Greg Fitzgerald came out of retirement last year to take the reins at Bovis as the firm knocked back a £2.5bn takeover bid from his ex-employer Galliford Try.
In a sign of confidence for the housebuilder, Fitzgerald shelled out for 8,253 shares at £11.44 each yesterday, adding to the £2m he bought in June last year.
A glowing analyst report praising the work Fitzgerald had done turning around the FTSE 250 firm prompted investors to follow him in hoovering up shares.
The embattled housebuilder’s reputation took a battering last year after it was caught giving cash bribes to buyers to move into unfinished homes so it could meet its targets. But in a note to investors, broker Canaccord said: ‘Bovis continues to reset it business and get back on track. The new chief executive is focusing on the right priorities, with 2017 results all broadly in line with expectations.’ Russ Mould of broker AJ Bell said: ‘Bovis’s profit margins are still well below those of its peers but with completion numbers expected to reach new peaks in 2018, good cost control and the launch of a new range of houses Bovis has a very good chance of improving its return on sales to levels that are nearer its FTSE 100 and FTSE 250 rivals.’
Bovis’s shares advanced shot up 4.5pc, or 49p to 1132p.
The FTSE 100 rose a modest 0.65pc, or 46.08 points to 7115.98 as markets downplayed concerns over a hung parliament in Italy.
Sky had cause for cheers after leapfrogging rival BT to become the most valuable pay TV and broadband company in the UK. Sky’s shares have rocketed by more than a fifth over the past week (although they fell 1.3pc or 18.5p to 1355p yesterday) amid an anticipated bidding war between US cable giant Comcast, Fox and Disney for the satellite TV provider.
The speculation has pushed Sky’s value up to £23.6bn, meaning it is now worth £170m more than BT (up 0.9pc or 2.15p to 238.4p). Just two years ago, BT was worth more than twice Sky.
Two failed mergers dominated the FTSE 250, which managed to end the day up a respectable 0.93pc, or 180.46 points at 19,567.
Defence firm Ultra Electronics was forced to call off a £170m merger with New York-listed Sparton Corporation amid competition concerns from the US Department of Justice.
The two firms already develop underwater sensors for the US Navy through joint venture.
However, Ultra thought a merger made ‘sound strategic sense’ after Sparton put itself up for sale in April 2016. The DoJ had other ideas, though, and so both firms have called an end to the merger talks.
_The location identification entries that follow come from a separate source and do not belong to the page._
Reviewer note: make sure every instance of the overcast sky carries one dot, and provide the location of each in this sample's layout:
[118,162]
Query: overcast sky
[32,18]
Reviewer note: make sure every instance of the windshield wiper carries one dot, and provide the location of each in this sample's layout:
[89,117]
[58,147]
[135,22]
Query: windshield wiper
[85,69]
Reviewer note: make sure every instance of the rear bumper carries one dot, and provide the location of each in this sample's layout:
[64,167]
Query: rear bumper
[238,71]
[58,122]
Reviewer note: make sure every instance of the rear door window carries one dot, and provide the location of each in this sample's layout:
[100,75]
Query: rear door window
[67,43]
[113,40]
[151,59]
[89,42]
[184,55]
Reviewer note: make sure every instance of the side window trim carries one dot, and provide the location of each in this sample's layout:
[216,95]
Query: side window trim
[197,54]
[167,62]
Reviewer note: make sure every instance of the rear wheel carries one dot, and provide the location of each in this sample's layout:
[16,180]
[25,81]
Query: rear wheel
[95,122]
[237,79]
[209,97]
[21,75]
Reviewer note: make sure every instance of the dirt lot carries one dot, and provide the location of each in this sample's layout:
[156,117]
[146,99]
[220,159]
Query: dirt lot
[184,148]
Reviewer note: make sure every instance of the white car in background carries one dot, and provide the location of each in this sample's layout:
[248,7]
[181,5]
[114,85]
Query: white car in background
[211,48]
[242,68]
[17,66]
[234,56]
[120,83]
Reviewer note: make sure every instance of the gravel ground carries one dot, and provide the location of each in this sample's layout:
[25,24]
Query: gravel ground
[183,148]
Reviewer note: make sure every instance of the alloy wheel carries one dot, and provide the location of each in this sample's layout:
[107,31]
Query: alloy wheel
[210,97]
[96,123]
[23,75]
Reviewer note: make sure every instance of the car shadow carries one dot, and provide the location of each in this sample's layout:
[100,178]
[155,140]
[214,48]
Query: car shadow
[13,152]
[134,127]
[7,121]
Now Ultra is planning to buy back £134m in shares to return the money it raised for the deal to shareholders. Ultra’s shares plunged 9.8pc, or 146p, to 1333p.
FTSE 250- listed oil and gas exploration company SOCO
International revealed it had dropped merger plans with Kuwait Energy after failing to agree terms.
SOCO, which has interests in Vietnam, the Republic and Congo and Angola, said: ‘SOCO confirms that it has terminated these discussions because it could not reach agreement with Kuwait Energy on the basis for an acceptable transaction.’
Despite the announcement, shares rose 1pc, or 1p, to 93p. Online betting company GVC
Holdings has agreed to buy Crystalbet, one of Georgia’s leading online gaming firms.
However, GVC’s shareholders were left feeling underwhelmed and its shares sunk 1.4pc, or 12.5p to 860p.